Sick kid, broken promises and bad design decisions.
So, I’m on sick leave caring for my daughter. But she’s sleeping, so I have some time to play with my very small service: one query to mysql database, format results to CSV, that’s it. And it works on my machine. But it fails in cloud, we’re getting 500 on endpoint with CSV and, most interesting, we don’t have logs at all.
That service is a test bed to some middlewares and formatters that I’m going to promote for use across the company. So, now I’m on a journey, on an adventure: how to find out what’s going on in Fargate container, without any logs and abilities to attach my remote debugger. To make things more interesting, I built that application as self-contained, ready-to-run .net core 3.1 application.
Fortunately, problem was easy to replicate in local docker container. No logs, 500, same as in cloud. We’re using rider to develop .net applications. Unfortunately, Rider (at the moment of writing) can’t debug ready-to-run applications. It can debug apps in docker, though. Ok, let’s fallback to VS2019: fortunately it can debug ready-to-run application. One of devs from Jetbrains team said that they will try to ship debug of ready-to-run applications in release after 2020.1. But no promises were made and that’s understandable. Still, we’re waiting for this feature.
VS2019 has an ability to attach debugger to a process inside of container. Probably, even remote ones, I’ve never tested it yet. I’m using FROM mcr.microsoft.com/dotnet/core/runtime-deps:3.1.3-buster-slim as base image. It doesn’t have curl or wget in there, so you need to install one of those by yourself to make that remote debugging work. And yes, VS2019 can debug ready-to-run applications. And we’re getting this exception in VS2019:
So, problem, obviously lies somewhere in connection to mysql. But why doesn’t exception appear in logs? Why? This is actually important, because we could miss logs from production and I hate that. At this time I’ve already spent 4 hours dissecting my 200 lines service, trying to understand - who mutes my exception, who deserves most painful execution in history of mankind?
And finally, I have removed JsonFormatter (we have custom json formatter for Serilog, tailored to our company needs) from logger configuration and, voila, we see that beatiful exception as above. “Hmmmm”, I thought, - “What happened?

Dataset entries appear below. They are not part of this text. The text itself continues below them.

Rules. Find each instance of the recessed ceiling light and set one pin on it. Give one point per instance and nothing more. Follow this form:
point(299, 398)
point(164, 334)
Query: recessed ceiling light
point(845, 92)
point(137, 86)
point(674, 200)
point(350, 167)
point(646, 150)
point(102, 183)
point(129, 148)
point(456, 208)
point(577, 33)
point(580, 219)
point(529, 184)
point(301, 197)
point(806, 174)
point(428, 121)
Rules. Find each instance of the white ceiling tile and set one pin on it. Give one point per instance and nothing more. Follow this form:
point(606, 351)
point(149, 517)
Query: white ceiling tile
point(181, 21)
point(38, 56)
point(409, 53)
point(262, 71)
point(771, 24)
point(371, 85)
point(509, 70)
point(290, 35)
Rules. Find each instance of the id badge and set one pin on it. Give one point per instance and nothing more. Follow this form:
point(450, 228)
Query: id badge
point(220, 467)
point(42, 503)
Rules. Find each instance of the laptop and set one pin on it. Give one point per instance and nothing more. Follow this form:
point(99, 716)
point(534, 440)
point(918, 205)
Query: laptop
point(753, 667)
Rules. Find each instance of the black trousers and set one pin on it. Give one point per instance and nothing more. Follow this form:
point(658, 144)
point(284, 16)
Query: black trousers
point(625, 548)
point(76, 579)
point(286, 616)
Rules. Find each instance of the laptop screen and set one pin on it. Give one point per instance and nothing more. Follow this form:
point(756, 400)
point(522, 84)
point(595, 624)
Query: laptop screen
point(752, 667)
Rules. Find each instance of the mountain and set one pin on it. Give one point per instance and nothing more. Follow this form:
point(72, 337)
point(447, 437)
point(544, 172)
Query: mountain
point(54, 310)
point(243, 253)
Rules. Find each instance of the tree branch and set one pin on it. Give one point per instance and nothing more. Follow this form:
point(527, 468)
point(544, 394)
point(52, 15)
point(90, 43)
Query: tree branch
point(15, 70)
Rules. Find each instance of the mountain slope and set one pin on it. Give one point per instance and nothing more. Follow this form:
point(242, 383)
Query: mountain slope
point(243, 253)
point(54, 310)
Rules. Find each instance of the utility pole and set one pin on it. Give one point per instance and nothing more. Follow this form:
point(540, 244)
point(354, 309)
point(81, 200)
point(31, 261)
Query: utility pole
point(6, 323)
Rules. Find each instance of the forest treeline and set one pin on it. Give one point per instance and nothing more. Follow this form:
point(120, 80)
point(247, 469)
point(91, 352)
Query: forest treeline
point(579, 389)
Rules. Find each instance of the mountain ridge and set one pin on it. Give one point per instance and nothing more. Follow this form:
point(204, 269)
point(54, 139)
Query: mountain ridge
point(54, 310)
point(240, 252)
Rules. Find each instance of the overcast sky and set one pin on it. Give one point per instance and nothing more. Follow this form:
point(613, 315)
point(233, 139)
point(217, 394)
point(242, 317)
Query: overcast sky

JsonFormatter is dumb and simple”. So I injected the test code into controller and I’ve got another exception:
Gotcha! Line 56 is where we’re passing stacktrace to serilog method that should format a string. That method assumes that passed string isn’t null. And this is public API. So, let’s talk about broken promises. We’re getting to broken promises part of the
story.
In my project file I have this code:
As you can see, nullable feature of C#8 is enabled. All warnings are propagated to errors. Nuget package with logger was published, that means that compilation was successful, that means that we do not pass anywhere something that is nullable to non-nullable APIs, right? Let’s look to signature of the method: public static void WriteQuotedJsonString(string str, TextWriter output)
str isn’t nullable! There is no question mark there! So, if stacktrace property is nullable, compiler should emit error in our case. But it doesn’t. Promise about “null safety” is broken. But why? Answer to that is third part of my story. It’s about design decisions. You see, C# is a language, one of many in .net world. And feature of nullable reference types was introduced on language level, not on runtime level. That means that nullable string and non-nullable string to runtime are the same types. There is no real difference. And compiler emits some attributes on types to mark them either nullable or not. So, Serilog package was compiled either before that feature was introduced to C#, or with disabled feature, so no attributes on types.
And that was a story about bad design decisions. From my point of view, being able to check if type is nullable or not on runtime level is very important and worth of breaking backward compatibility. Current implementation, where string and string? are essentially same types, with no real ability of differintiate between them - is just bad decision, which led me, and will lead
other people, into false sense of safety: “see, zero errors with nullable enabled! We can’t get NRE!” “Yes, sweet summer child, you can”.